Photo courtesy George Pearson.

South Skelton

South Skelton

South Skelton Mine, just before the war, The Picking Belt Shed at the left of the photo looks fairly new it was installed around 1935. The Picking Belt
came from the redundant Belmont Mine.
Photo courtesy George Pearson.

Final Closure Lingdale

1962 and the final day at Lingdale mine, the miners are coming out of the Shaft Cage for the last time. In the background a miner’s hand can be seen about to pull down on the handle marked Pit Bottom, to tell the Onsetter at the bottom of the shaft the cage is clear. The handle on the left is for the winding engine. Identification of the miners in this image or corrections will be welcomed.
Image courtesy George Pearson.

Pit Top South Skelton

Pit Top South Skelton

This photo showing the arrangement at the top of the shaft at South Skelton Mine. On the right hand cage an empty tub waits to be lowered down the shaft. The man on the side of the cage appears to have his hand on a Signalling Handle which will send the right hand cage down and the left hand cage will raise a loaded tub to the surface. In the background the full tub from the left hand cage is being put into the Tippler unit, which will turn the tub upside down and drop the contents onto the Picking Belt for sorting the shale from the stone. Any further information or corrections will be welcome.
Photo courtesy George Pearson.

All Smiles

All Smiles

I would have a guess that these men are queueing for their pay at the end of a long hard week down the mine at Lingdale, as they appear to be holding their ”Off Taks”. We asked for help with identification of the miners and Bill Danby tells us: ”My brother in law, Frank Holmes, now aged 88, is the handsome young man far Right. He worked at Lingdale mine for some years. He  was a Deputy when it closed and transferred to North Skelton mine where he worked until the closure of that mine and was the last Deputy out in 1964. He can identify some of the others:- The miner next to him is Jim Pearson. The one 4th from Right with his hand in his pocket is George “Dacker” Neal.

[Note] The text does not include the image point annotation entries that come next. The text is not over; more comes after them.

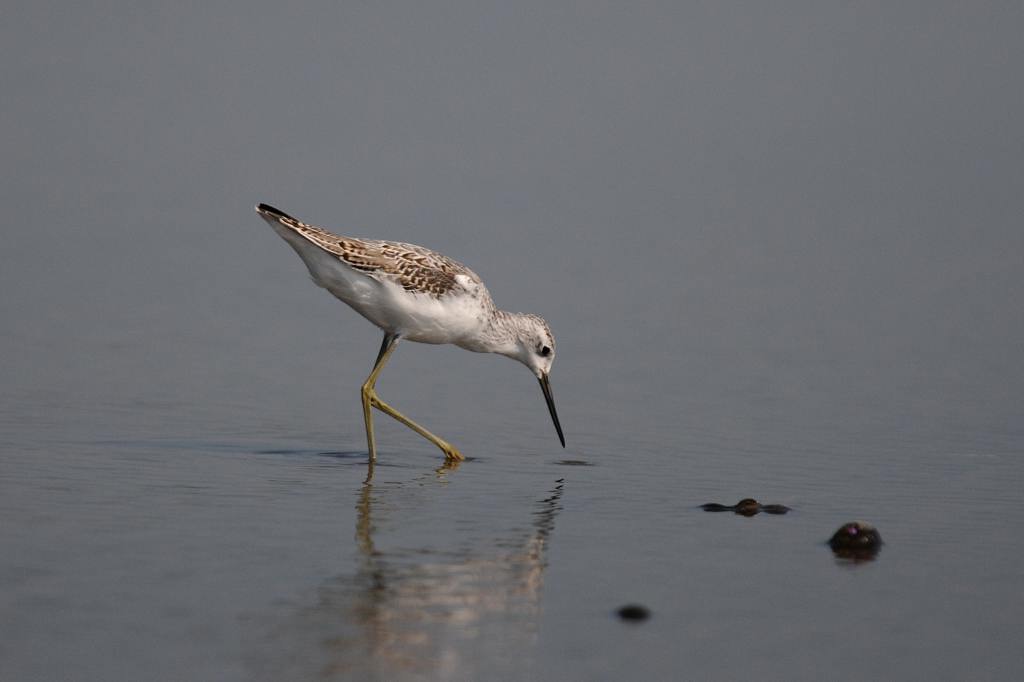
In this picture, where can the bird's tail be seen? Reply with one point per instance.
(268, 211)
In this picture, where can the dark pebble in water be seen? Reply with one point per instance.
(634, 612)
(747, 507)
(856, 540)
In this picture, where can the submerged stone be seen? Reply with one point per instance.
(747, 507)
(634, 612)
(856, 540)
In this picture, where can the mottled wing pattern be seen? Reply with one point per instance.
(415, 267)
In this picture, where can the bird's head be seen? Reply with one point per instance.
(535, 347)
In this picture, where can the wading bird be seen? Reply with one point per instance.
(417, 294)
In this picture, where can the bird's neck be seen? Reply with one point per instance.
(499, 335)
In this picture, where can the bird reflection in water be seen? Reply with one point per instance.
(415, 612)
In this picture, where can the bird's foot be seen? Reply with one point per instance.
(452, 455)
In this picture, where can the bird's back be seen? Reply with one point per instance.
(401, 288)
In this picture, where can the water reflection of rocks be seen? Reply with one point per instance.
(420, 612)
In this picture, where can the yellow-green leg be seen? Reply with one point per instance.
(371, 399)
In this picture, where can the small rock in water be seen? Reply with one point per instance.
(856, 540)
(747, 507)
(634, 612)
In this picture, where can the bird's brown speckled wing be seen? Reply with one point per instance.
(414, 267)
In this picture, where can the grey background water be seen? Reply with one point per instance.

The man in the centre with his back to the camera is Bernard “Bish” Swinburne. The miner 8th from the Right in the dark coat is Jack Armstrong. Standing in front of him is Ted Porritt. Behind Ted, [you can just see the top half of his head], is Eric Hatfield, who appears on your recent photograph entitled “I wonder where the next one is coming from”.  Frank recalls that Eric was a good cricketer and once took all ten wickets for Skelton Castle. All the miners named lived in Lingdale. Franks says that the photograph was taken some time prior to the last pay day.”
Image courtesy of George Pearson and many thanks to Bill for the update.